Las palabras se las lleva el viento. Es cierto que nos ayudan a poner nombre a lo que vivimos, a compartir lo que llevamos en nuestro interior, o a comunicarnos con más o menos éxito,... Pero lo que mejor habla de cada uno de nosotros son nuestros actos, que son los que ofrecen autenticidad a decimos.
Nuestra vida transmite algo con sentido e ilusionante, si nuestras acciones son capaces de trasparentar nuestras opciones. Con quien decidimos estar, nuestros gestos, la manera de dar la clase, nuestras miradas, nuestra forma de relacionarnos, tender una mano o pedir perdón,... todo lo que hacemos habla de nosotros...
Los educadores debiéramos recordarlo más a menudo. Sin decir una sola palabra, nuestros actos pueden estar preñados de evangelio, de buena noticia para nuestros alumnos cada mañana. La gratuidad, la paciencia, la delicadeza, la ternura, la misericordia, la acogida, el servicio, la paz, ... son ese espacio común compartidos, por hombres y mujeres, creyentes y no creyentes, todos de buen corazón, que saben recordarse cada día que son esos pequeños actos los que marcan la diferencia, haciéndonos buena noticia para quienes comparten con nosotros la jornada.
No debemos ser ingenuos.
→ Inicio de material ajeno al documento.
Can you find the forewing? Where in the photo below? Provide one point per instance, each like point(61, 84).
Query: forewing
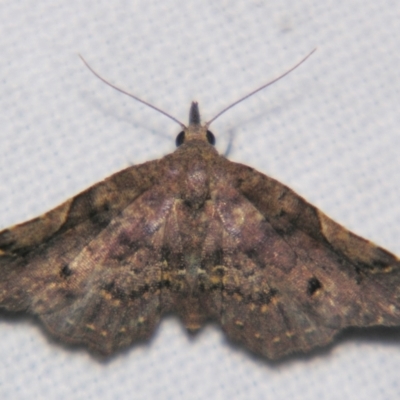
point(292, 277)
point(83, 267)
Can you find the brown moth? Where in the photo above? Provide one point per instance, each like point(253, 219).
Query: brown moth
point(202, 237)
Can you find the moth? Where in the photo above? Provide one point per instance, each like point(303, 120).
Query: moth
point(204, 238)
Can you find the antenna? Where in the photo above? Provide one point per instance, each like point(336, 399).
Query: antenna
point(219, 114)
point(131, 95)
point(260, 88)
Conviene también recordarnos que nuestros actos pueden estar hablando de otras cosas bien distintas: de poder, de manipulación, de empequeñecimiento, de privilegios, de dureza, de elitismo, o de envidia,... son tantos actos los que pueden oscurecer una vida... y nadie estamos libres de ellos.
Solo nos queda estar atentos a uno mismo, a nuestras opciones más inspiradoras (en mi caso Jesús de Nazaret), a las consecuencias de las mismas (por nuestros frutos nos conocerán),... y redoblar esfuerzos, intentos, aprendiendo a levantarse una y otra vez de nuestra propia mediocridad, sin escandalizarnos de nosotros mismos. Y todo gracias a Quien sabemos que nos hemos fiado, su amor lo hace posible. Gracias y buena semana.